"I do not understand you," said she in amazement.
"I would not have you say to yourself," he replied boldly, "that he owed his recovery to me, and I would not have you reproach me for your unhappiness."
"Oh, how can you say so?"
"I would have watched over him and saved him if Desrioux had not come. But he could replace me and I preferred to disappear. It is his business to effect this cure. His large heart and unselfish disposition will in it find their proper work. His love will profit, too, by it, for you will only love him the more for the self-denial he displays, and the self-immolation to which his professional honour and his conscience condemn him."
The camp showed signs of returning to life, and the solitude enjoyed by M. Delange and Madame de Guéran was on the point of being interfered with.
"In a few moments," said the doctor hurriedly, "our conversation will be interrupted. Do let me say a few words to you."
"Do so by all means. You are right; I had forgotten that you had something to say to me. What is the matter, my friend?"

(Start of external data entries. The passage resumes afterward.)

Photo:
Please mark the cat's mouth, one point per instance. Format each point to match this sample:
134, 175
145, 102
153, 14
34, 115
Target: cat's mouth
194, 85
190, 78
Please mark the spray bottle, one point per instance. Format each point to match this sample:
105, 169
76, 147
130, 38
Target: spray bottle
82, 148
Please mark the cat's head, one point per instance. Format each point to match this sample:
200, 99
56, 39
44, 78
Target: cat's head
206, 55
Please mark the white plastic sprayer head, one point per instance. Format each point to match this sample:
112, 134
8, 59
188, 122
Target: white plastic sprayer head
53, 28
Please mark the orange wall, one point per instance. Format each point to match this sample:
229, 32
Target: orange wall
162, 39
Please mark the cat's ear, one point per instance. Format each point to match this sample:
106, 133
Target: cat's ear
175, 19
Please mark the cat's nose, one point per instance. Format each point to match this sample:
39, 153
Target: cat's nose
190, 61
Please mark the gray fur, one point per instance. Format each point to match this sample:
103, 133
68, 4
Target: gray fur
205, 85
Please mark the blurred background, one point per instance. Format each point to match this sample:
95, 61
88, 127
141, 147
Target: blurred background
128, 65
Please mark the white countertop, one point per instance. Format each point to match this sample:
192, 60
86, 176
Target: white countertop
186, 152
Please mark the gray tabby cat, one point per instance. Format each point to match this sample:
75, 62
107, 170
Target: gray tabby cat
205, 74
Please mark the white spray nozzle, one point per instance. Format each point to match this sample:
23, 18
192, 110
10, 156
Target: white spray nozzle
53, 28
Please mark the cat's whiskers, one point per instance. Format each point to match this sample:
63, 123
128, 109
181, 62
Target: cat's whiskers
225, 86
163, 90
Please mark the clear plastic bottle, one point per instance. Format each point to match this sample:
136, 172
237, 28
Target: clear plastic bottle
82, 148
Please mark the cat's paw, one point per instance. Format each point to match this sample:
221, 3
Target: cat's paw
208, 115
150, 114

"I am come to ask you to use your influence with M. de Morin to put an end to a persecution which worries me in spite of myself."
"A persecution!" she exclaimed. "Has M. de Morin been persecuting anybody in the caravan? Impossible? He is so good, so just—"
"You misunderstand me; he is not persecuting anybody. But, in consequence of an order he has thought fit to issue, and which, I admit, he had every right to give, a certain being is at this moment suffering—dying, perhaps."